満面の笑みで、静蘭のからだを力任せに抱きしめてくる。
小さく呟くおかえりという言葉は、距離が距離だけに静蘭にもしっかり届いている。




「燕青、やっぱりお前は…」




言いかけた言葉を途中で飲み込む。
感謝はしている。

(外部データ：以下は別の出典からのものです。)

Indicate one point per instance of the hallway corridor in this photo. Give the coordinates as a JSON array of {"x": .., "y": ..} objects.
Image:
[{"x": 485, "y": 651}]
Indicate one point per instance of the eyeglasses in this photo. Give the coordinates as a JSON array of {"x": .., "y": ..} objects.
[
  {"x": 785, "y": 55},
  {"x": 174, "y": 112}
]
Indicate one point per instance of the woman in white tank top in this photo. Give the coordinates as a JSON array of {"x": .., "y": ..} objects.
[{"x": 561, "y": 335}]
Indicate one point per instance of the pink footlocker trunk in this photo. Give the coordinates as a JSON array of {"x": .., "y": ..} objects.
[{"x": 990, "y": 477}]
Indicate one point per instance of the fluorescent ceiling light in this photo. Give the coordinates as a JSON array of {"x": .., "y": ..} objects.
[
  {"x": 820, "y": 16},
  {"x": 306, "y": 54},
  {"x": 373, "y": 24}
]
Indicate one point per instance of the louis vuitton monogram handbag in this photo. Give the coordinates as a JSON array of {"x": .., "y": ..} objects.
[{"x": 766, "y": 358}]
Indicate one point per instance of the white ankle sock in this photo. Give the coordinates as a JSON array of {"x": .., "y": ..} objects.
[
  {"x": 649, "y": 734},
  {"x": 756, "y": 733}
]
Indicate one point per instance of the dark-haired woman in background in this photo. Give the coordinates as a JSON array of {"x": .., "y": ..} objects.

好意も感じている。
だがそれを燕青に伝えるのはどこどなく癪だと思った。




「ふはっ、お前らしい」




まるで静蘭の気持ちを読んだかのように、燕青は噴出した。
頬に残る涙の跡に唇を落とす燕青




「それでこそ静蘭だな」




そう言って、また笑った。
















済し崩しに続行された性交の終わりは静蘭の気絶で、目が覚めた静蘭は清められたわが身にほっと息を吐いた。
しかしこの男まだそんな余力があったのか。
相変わらずの体力馬鹿だと静蘭はふわりと笑った。



「これでも、感謝しているんだ」



大の字になり眠る燕青の頬、十字傷の部分にそっと指を這わす。
爆睡中の燕青は起きる気配すらない。



ありがとう



そう言うのは今更な気がして、静蘭は今度は燕青の頬に唇を落とした。
燕青の口元が少し緩んだのは、きっと見間違いだろう。

そう自分に言い聞かせて、静蘭は燕青の隣でもう一度瞼を閉じた。